Violence and vandalism in any form and at any place are criminal offences and until we start treating them as such, attending football matches involving Highlanders and Dynamos will be playing Russian roulette with the lives of law-abiding fans.

Do we first want to count bodies after a deadly stampede to then act appropriately? The football community needs to get its act together and weed out these undesirable elements from our stadia.

What happened last Sunday should not be allowed to happen again, but this can only be achieved when hooligans are convicted and banned from all our stadia. We can’t allow a small group of violent fans to ruin our football as is the case at the moment.

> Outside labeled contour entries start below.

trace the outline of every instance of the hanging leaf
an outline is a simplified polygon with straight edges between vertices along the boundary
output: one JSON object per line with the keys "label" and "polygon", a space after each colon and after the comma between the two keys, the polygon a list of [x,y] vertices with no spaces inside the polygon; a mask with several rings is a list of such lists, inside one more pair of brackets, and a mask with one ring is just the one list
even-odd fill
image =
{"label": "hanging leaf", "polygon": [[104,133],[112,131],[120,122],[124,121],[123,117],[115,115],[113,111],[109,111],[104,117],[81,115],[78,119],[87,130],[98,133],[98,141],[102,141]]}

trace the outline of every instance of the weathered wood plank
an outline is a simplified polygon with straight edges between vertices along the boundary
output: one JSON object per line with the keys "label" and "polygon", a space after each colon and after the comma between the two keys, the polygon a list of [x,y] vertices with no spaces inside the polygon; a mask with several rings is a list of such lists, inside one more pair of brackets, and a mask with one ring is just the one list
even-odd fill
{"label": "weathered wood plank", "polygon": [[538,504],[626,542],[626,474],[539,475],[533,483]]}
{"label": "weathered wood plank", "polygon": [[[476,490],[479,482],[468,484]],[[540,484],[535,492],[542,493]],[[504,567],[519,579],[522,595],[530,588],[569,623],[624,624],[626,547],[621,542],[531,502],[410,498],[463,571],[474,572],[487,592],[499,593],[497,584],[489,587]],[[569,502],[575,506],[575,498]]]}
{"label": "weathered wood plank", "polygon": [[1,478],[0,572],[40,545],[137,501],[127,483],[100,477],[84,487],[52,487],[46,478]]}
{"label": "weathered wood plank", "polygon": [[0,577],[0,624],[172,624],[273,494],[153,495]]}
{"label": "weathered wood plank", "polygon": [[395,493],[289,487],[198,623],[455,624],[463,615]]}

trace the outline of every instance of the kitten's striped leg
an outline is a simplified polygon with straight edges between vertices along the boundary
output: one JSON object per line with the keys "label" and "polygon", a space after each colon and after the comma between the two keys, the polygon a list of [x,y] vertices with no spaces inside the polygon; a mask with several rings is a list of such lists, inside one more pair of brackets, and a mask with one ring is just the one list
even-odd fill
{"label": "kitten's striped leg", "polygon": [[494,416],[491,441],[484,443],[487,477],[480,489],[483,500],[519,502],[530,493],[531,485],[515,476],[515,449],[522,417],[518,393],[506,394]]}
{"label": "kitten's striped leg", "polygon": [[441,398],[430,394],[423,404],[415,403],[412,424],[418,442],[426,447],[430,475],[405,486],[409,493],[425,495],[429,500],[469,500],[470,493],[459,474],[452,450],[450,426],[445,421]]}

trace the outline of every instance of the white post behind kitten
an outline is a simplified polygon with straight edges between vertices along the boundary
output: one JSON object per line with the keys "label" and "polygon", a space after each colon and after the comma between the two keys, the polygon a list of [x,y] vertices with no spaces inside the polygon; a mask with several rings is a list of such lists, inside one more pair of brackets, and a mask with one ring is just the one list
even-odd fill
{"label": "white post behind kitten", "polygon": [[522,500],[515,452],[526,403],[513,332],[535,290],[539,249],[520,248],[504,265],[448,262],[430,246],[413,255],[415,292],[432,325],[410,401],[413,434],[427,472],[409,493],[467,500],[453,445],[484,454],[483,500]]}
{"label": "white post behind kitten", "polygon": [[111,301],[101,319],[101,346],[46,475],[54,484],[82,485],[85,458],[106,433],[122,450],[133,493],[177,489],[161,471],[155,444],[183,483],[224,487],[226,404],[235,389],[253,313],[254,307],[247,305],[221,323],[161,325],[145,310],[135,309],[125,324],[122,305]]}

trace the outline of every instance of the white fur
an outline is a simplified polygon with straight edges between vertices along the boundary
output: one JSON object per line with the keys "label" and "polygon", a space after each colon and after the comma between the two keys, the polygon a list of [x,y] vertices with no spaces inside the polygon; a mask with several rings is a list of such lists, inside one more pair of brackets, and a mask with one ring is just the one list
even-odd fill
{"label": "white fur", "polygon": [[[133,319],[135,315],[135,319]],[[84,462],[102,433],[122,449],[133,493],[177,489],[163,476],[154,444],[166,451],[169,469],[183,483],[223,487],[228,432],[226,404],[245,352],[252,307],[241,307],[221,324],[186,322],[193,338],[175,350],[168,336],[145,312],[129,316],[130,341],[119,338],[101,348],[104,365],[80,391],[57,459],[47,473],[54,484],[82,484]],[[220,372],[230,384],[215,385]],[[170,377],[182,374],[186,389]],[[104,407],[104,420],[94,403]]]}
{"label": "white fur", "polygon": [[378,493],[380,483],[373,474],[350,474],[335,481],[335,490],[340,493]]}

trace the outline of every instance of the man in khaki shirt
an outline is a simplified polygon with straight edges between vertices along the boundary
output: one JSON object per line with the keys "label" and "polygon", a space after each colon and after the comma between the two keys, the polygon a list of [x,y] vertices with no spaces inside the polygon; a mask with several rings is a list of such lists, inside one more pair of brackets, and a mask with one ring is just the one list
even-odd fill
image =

Fans know who these hooligans are and where they stay and unless tough measures are adopted and implemented, genuine fans will soon shun our football, and worse still the current thin sponsorship will take flight.

The Premier Soccer League suspended all league matches indefinitely because of the developing violent culture in our game.
The PSL says it’s engaging all key stakeholders to find lasting solutions to this rising barbarism and has scheduled meetings with the police, club security officers, marshals and stadium owners.

We hope that meeting will come up with a clear decisive outcome that will stop this ruinous behaviour otherwise we will one day relive the tragedy of the 2000 National Sports Stadium stampede that left 13 people dead.

The behaviour of hooligans seems to be aimed more at gaining prestige although sometimes it appears to be caused by events on the playing field, such as contested referee decisions or altercations between players.

National Sports Stadium

Referees and their assistants must also play ball by making the right calls because more often their dubious decisions spark violent reactions by fans.

To the hooligan this is all exciting and fun and the football authorities need to come up with an integrated approach to tackle the scourge.

Those manning the gates must do their job properly and not allow alcohol into the stadium. The number of beer bottles used as missiles at last Sunday’s abandoned game was shocking.

It seems no searching takes place and people can go into the stadium with anything on them. Marshals should also be well-trained for them to spot early signalling of potential trouble inside the stadium.

Clubs must also take their players and coaches for grooming lessons because their behaviour most often influences fans’ behaviours. Players and clubs have a responsibility to prevent any behaviour on the playing field that might provoke violence among fans.

In established leagues in Europe, clubs try to get to know their fans individually, which makes it easy to exclude unwanted behaviours from their stadium because they understand that the initiative for violent incidents is taken by just a few individuals.

Clubs must be watchdogs to call out individuals who indulge in negative acts for necessary sanctions to be taken.

If these unfortunate issues are not addressed as a matter of urgency, it may soon lead to the loss of lives.